Después de conducir a Fräulein Salomé a su despacho e indicarle que se sentara en un macizo sillón tapizado en cuero negro, Breuer se sentó en el sillón contiguo. No pudo menos de observar:
—Veo que prefiere valerse por sí misma. ¿No priva eso a los hombres del placer de servirla?
—Usted y yo sabemos que algunos servicios masculinos no son necesariamente recomendables para la salud femenina.
—Su futuro marido necesitará una continua reeducación. Los hábitos de toda una vida no se olvidan con facilidad.
—¿Casarme? No, el matrimonio no es para mí. Ya se lo he dicho. Tal vez aceptara un matrimonio a tiempo parcial. Puede que me conviniese, pero no consentiría nada que me impusiera ataduras.
Mientras miraba a su bella y osada visitante, Breuer reconoció que el matrimonio a tiempo parcial podía ser atractivo. Le costaba acordarse de que él le doblaba la edad. La joven llevaba un vestido negro, largo y sencillo, abotonado hasta el cuello y un zorro alrededor de los hombros. "Curioso", se dijo Breuer. "En la fría Venecia se olvida de las pieles, pero se las deja puestas en mi achicharrante consultorio" Pero había llegado el momento de ir al grano.

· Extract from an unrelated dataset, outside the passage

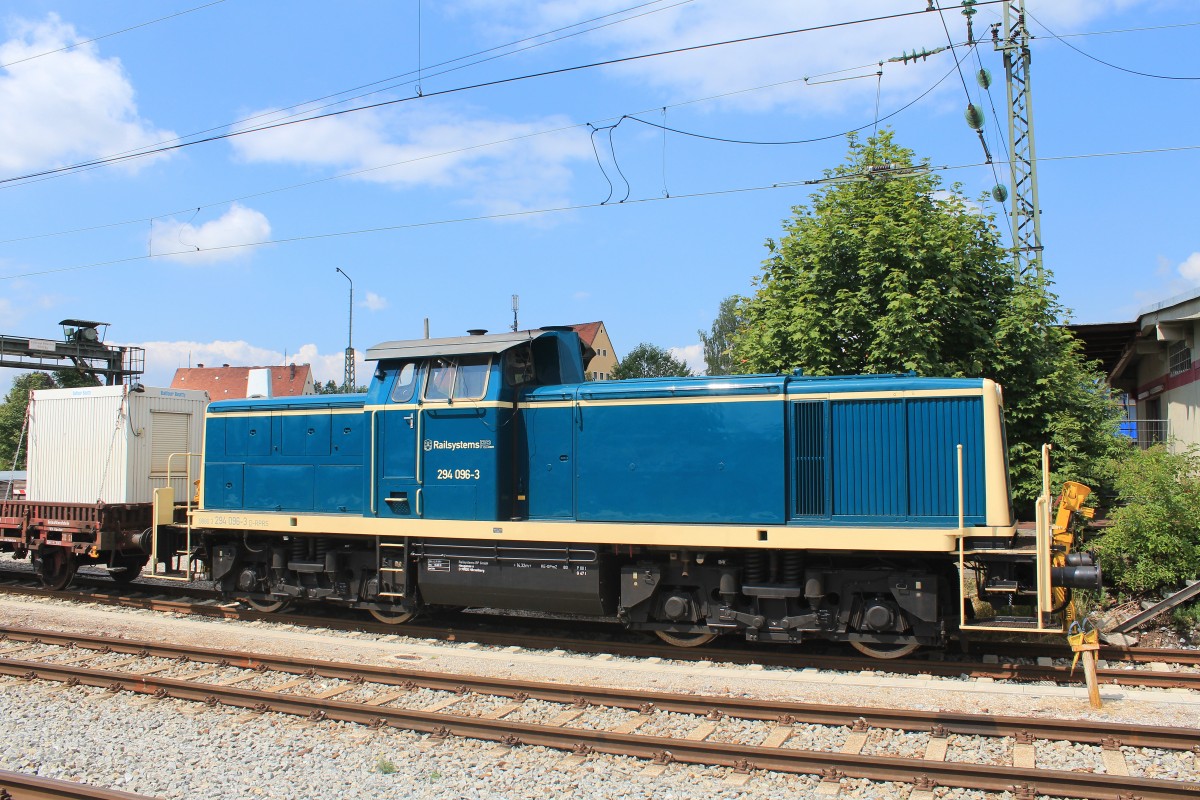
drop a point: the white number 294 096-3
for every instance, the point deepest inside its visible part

—Bien, Fräulein, hablemos de la enfermedad de su amigo.
—Desesperación, no enfermedad. ¿Puedo darle unos consejos en lo referente al profesor Nietzsche?
"¿Es que su presunción no conoce límites?", pensó Breuer indignado. "Habla como si fuera mi colega, como si fuera el director de una clínica o una médica con treinta años de práctica, no como una colegiala sin experiencia. ¡Cálmate Joseph!.", se reprochó. "Es muy joven, no reverencia a ese dios de los vieneses, el Decoro. Además, conoce al profesor Nietzsche mejor que tú. Su inteligencia es evidente y es probable que tenga algo importante que decir. Dios sabe que no sabes curar la desesperación: no puedes curar la tuya."